Ein sparsam instrumentierter Seelenstrip außerhalb KT Tunstalls bisherigen musikalischen Wirkungskreises.

Mit „Invisible Empire // Crescent Moon” legt die schottische Songwriterin KT Tunstall ihre viertes reguläres Studioalbum innerhalb von neun Jahren vor und setzt darauf ihre künstlerische Metamorphose konsequent fort. Denn der ursprünglich von Rockmusik geprägte Songwriter-Pop nimmt auf dem aktuellen Album eine erneute Wendung ein. Cover und Booklet deuten dies bereits an, indem sie KT Tunstall mit Cowboyhut inmitten einer Wüstenlandschaft zeigen. Und in der Tat ist „Invisible Empire // Crescent Moon” eine fast schon düstere, aber auf jeden Fall sehr melancholische Platte geworden, die mit US-amerikanischer Country- und Folkmusik liebäugelt, für die bis zum heutigen Tag wohl niemand zu einem Album von KT Tunstall gegriffen hätte.

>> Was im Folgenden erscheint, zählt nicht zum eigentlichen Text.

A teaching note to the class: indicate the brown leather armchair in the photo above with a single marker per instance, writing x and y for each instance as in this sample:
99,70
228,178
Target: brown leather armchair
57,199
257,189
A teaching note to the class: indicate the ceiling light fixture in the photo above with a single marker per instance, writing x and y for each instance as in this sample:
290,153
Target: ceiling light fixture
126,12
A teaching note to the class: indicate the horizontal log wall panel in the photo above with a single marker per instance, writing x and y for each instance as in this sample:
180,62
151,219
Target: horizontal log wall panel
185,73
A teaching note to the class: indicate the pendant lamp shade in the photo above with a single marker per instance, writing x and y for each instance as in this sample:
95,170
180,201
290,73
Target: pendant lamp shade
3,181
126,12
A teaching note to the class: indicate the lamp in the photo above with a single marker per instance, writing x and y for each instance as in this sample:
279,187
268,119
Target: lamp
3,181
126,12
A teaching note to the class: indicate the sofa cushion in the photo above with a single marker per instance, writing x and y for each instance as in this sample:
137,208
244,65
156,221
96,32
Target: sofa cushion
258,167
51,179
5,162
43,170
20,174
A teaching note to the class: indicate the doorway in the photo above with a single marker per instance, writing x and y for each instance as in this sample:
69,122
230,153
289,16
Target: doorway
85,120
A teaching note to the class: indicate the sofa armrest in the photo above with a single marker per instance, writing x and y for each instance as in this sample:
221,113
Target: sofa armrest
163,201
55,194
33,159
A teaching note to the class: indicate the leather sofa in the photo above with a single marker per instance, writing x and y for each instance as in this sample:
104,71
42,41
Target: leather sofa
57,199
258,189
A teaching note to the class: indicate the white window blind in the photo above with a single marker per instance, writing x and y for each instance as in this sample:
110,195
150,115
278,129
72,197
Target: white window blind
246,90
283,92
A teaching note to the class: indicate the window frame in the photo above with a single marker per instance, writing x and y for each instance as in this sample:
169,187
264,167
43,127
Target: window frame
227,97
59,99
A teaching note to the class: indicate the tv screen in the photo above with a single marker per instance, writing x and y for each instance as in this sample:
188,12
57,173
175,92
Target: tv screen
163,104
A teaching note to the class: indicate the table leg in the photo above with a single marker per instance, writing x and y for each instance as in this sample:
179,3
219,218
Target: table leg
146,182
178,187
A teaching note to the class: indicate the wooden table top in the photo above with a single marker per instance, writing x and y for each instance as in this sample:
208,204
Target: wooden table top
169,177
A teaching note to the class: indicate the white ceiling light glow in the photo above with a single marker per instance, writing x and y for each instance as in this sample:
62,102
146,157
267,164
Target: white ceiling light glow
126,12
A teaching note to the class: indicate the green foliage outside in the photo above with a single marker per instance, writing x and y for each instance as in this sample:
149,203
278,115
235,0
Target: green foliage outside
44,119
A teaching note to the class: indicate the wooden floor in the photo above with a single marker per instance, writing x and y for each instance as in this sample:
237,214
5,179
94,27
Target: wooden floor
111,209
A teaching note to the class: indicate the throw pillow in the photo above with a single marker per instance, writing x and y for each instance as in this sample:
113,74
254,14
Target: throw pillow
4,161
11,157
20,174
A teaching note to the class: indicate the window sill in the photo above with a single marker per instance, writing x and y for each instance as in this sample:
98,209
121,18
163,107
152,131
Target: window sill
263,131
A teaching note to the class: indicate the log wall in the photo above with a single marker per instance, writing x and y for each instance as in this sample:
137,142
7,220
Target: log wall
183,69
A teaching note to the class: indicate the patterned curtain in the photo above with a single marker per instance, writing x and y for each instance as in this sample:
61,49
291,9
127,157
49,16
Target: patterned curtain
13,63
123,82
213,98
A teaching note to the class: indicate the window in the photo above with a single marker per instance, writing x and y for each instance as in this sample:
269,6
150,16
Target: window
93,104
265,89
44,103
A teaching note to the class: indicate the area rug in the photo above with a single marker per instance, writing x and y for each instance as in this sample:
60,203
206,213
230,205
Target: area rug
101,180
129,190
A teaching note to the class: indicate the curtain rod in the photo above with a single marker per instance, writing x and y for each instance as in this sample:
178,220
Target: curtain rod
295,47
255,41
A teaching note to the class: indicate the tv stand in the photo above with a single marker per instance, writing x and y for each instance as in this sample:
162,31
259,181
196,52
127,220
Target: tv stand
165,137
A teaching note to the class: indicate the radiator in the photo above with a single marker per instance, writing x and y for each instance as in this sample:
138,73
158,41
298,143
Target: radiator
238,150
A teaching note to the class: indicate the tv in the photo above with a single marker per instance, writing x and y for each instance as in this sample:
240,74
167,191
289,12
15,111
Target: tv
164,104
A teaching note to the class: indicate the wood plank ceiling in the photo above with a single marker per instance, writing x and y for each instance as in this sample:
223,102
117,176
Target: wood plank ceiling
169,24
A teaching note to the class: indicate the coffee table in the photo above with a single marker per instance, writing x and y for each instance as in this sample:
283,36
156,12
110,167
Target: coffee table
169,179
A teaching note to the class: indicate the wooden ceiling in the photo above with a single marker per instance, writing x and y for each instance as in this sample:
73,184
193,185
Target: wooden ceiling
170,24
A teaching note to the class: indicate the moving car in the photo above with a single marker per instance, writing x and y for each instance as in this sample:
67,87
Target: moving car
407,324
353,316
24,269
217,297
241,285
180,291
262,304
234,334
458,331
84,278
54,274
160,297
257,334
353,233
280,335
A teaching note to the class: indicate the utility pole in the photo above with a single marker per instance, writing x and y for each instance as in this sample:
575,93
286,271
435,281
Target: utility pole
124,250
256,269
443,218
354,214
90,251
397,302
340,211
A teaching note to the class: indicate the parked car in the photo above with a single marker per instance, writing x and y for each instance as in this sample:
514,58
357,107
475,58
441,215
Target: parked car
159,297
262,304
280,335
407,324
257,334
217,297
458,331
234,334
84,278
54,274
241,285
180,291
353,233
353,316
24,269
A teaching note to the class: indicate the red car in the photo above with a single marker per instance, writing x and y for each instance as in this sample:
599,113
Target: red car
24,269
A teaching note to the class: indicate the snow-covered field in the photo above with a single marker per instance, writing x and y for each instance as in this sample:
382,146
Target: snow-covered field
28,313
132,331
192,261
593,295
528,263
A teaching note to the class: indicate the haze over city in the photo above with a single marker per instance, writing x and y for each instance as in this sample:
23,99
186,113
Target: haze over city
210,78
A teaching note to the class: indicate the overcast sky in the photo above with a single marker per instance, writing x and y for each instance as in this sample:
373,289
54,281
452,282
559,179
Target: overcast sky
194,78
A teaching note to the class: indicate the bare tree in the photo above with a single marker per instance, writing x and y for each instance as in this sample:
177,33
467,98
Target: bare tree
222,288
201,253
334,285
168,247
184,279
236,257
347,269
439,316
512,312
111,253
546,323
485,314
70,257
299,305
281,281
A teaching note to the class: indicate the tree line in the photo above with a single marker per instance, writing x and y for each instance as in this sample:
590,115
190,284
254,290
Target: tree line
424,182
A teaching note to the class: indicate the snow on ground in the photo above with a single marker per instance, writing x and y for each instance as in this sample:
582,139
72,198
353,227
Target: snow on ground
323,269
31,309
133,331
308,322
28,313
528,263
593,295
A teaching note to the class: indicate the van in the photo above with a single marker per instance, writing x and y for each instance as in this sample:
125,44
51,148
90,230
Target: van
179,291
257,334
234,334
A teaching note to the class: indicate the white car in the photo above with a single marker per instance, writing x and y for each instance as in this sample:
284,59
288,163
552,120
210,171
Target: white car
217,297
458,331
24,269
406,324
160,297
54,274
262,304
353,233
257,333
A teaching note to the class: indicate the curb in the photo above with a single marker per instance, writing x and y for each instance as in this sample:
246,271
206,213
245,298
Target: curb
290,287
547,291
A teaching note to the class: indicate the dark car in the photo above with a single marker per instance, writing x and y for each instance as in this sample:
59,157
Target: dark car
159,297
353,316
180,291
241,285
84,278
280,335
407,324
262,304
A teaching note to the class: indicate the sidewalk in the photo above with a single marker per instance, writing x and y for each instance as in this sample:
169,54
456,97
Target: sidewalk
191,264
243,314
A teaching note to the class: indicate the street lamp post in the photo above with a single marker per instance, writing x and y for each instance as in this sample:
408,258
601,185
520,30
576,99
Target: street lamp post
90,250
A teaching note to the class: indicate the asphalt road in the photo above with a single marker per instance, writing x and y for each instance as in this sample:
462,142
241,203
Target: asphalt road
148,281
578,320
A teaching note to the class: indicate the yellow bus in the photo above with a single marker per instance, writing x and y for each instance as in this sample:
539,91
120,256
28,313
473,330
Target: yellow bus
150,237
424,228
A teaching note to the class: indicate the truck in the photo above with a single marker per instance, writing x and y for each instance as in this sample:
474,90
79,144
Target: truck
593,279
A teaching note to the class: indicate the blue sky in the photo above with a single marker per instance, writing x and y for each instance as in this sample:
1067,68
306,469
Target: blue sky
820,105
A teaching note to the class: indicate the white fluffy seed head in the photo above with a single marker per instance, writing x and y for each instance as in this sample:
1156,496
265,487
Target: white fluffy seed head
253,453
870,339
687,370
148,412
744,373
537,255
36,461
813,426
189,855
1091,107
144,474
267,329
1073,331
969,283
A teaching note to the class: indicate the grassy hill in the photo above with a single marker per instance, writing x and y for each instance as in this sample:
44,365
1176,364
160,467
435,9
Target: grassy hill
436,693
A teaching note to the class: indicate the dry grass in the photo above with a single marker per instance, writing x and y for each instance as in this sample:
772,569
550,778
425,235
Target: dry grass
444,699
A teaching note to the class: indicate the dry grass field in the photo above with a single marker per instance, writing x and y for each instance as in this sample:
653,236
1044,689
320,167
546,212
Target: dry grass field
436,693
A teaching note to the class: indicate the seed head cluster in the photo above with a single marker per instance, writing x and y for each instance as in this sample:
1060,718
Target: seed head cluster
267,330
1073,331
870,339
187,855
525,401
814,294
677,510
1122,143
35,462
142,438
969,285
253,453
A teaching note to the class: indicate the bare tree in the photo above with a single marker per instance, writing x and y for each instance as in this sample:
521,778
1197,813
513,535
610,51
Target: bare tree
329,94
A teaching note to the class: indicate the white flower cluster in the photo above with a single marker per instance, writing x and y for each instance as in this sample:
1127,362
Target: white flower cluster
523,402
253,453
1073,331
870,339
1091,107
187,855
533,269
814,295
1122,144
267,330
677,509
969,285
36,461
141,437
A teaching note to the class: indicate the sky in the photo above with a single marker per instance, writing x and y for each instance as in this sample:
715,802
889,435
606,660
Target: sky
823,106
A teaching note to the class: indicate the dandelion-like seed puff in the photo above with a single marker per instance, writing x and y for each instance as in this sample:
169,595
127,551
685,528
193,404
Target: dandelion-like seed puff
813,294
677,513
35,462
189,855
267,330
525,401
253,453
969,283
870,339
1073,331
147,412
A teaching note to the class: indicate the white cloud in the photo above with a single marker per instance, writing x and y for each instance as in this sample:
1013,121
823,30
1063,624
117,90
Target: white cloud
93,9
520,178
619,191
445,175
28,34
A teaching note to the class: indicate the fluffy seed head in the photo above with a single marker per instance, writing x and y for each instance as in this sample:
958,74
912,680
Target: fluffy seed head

„Invisible Empire // Crescent Moon” ist ein Longplayer, der auf den Einsatz eines Drum Kits fast vollkommen verzichten kann. Auch für elektrische Gitarren gilt weitgehend das gleiche: Fehlanzeige! Diese werden durch spartanische Streicher, akustische Gitarren, zarte Perkussion und Pianoklänge ersetzt, welche die intime Atmosphäre verstärken. Tauchen doch mal elektrische Gitarren auf, bauen diese Gitarrenlandschaften im Stil von Neil Young vor dem Hörer auf („Feel it all“, „No better shoulder“).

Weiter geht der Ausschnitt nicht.